# Unsupervised Sentiment Classifier using K-Means for Twitter Political Data 
This notebook explains in details various steps implemented for an unsupervised classifier using K-Means. The steps we've taken have been broken into stages (represented as `<stage number> - <stage name>`).

# 1 - Getting Started
In this stage, we:

a. Install and import all dependencies required for the challenge.

b. Initialize Spark Session.

c. Read and cache dataset.

In [18]:
%matplotlib inline 
from src.jobs.spark_etl import extract
from src.utils.dataset import getPolarity
from src.utils.spark import initSparkSession
from src.transforms.Preprocessing import CleanTweet, polarityCalculator
from pyspark.ml import Pipeline
from pyspark.ml.feature import RegexTokenizer, StopWordsRemover, CountVectorizer, IDF, MinMaxScaler, SQLTransformer, StringIndexer
from pyspark.ml.clustering import KMeans
from pyspark.ml.evaluation import MulticlassClassificationEvaluator
import numpy as np

In [19]:
# Spark Session for ETL job
sparkSession = initSparkSession(appName='k-Means')
sparkSession

24/05/12 14:04:06 WARN Utils: Service 'SparkUI' could not bind on port 4040. Attempting port 4041.
24/05/12 14:04:06 WARN Utils: Service 'SparkUI' could not bind on port 4041. Attempting port 4042.
24/05/12 14:04:06 WARN Utils: Service 'SparkUI' could not bind on port 4042. Attempting port 4043.
24/05/12 14:04:06 WARN Utils: Service 'SparkUI' could not bind on port 4043. Attempting port 4044.
24/05/12 14:04:06 WARN Utils: Service 'SparkUI' could not bind on port 4044. Attempting port 4045.
24/05/12 14:04:06 WARN Utils: Service 'SparkUI' could not bind on port 4045. Attempting port 4046.
24/05/12 14:04:06 WARN Utils: Service 'SparkUI' could not bind on port 4046. Attempting port 4047.
24/05/12 14:04:06 WARN Utils: Service 'SparkUI' could not bind on port 4047. Attempting port 4048.
24/05/12 14:04:06 WARN Utils: Service 'SparkUI' could not bind on port 4048. Attempting port 4049.


In [20]:
df = extract(sparkSession)
df_train, df_test = df.randomSplit([0.70, 0.30], seed=123456) 
df_train.cache()
df_test.cache()

DataFrame[created_at: timestamp, tweet_id: string, tweet: string, likes: float, retweet_count: float, source: string, user_id: string, user_name: string, user_screen_name: string, user_description: string, user_join_date: timestamp, user_followers_count: float, user_location: string, lat: double, long: double, city: string, country: string, continent: string, state: string, state_code: string, collected_at: timestamp, candidate: string]

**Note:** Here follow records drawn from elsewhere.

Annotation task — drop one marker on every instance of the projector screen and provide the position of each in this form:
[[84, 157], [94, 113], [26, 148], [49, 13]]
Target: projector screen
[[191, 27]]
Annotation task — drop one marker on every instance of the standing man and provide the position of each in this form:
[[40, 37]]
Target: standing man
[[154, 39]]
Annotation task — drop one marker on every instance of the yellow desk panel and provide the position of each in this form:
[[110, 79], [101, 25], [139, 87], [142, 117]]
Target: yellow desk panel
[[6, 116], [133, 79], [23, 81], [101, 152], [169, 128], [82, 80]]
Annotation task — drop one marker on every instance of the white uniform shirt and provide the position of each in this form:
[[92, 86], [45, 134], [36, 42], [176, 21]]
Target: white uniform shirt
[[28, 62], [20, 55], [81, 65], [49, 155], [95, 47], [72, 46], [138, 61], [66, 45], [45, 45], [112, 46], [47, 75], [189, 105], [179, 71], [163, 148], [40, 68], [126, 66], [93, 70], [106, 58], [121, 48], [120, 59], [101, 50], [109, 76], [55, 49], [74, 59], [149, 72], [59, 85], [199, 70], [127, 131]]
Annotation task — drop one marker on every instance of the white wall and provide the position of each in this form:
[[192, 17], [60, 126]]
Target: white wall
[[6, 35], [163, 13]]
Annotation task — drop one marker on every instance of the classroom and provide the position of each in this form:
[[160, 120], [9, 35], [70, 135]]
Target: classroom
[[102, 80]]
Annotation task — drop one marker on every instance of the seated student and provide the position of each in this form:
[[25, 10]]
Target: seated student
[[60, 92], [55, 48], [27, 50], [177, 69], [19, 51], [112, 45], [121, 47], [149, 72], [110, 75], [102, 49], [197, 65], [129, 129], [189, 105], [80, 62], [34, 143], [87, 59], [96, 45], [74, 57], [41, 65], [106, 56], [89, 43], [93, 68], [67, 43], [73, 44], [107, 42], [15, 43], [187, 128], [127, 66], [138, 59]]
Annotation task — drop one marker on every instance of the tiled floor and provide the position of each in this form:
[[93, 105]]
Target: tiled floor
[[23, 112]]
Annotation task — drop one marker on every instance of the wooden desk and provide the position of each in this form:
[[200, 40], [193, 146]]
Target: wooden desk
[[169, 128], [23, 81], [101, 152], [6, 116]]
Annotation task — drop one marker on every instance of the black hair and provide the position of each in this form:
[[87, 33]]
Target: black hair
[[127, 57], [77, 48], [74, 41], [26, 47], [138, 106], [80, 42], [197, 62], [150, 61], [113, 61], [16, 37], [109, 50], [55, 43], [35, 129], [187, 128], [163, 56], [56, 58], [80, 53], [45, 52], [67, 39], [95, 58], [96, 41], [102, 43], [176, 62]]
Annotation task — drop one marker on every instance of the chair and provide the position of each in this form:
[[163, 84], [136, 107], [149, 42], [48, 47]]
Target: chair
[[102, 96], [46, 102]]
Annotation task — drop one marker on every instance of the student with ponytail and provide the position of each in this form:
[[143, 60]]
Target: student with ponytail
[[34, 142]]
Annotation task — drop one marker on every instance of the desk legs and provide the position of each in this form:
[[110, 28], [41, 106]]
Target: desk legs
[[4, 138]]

# 2 - Spark User Defined Function (UDF)
In this stage, we implement an UDF for labelling our dataset using a rule-based algorithm. 

In [21]:
polarity = sparkSession.udf.register('Polarity', lambda record: getPolarity(record))

# 3 - Pipelines
In this stage, we implemented a pipeline for data cleaning and vectorizing features.    

In [22]:
# define pipeline stages
cleanTweet = CleanTweet()
regexTokenizer = RegexTokenizer(inputCol="cleaned_tweet", outputCol="cleaned_tweet_words", pattern="[^a-zA-Z0-9_#]")
stopWordsRemover = StopWordsRemover(inputCol='cleaned_tweet_words', outputCol='cleaned_tweet_nostop')
polarityCalc = polarityCalculator()
countVectorizer = CountVectorizer(inputCol='cleaned_tweet_nostop', outputCol='cv')
idf = IDF(inputCol='cv', outputCol="features")
sentimentStringIdx = StringIndexer(inputCol = "polarity", outputCol = "label")
stages = [cleanTweet, regexTokenizer, stopWordsRemover, polarityCalc, countVectorizer, idf, sentimentStringIdx]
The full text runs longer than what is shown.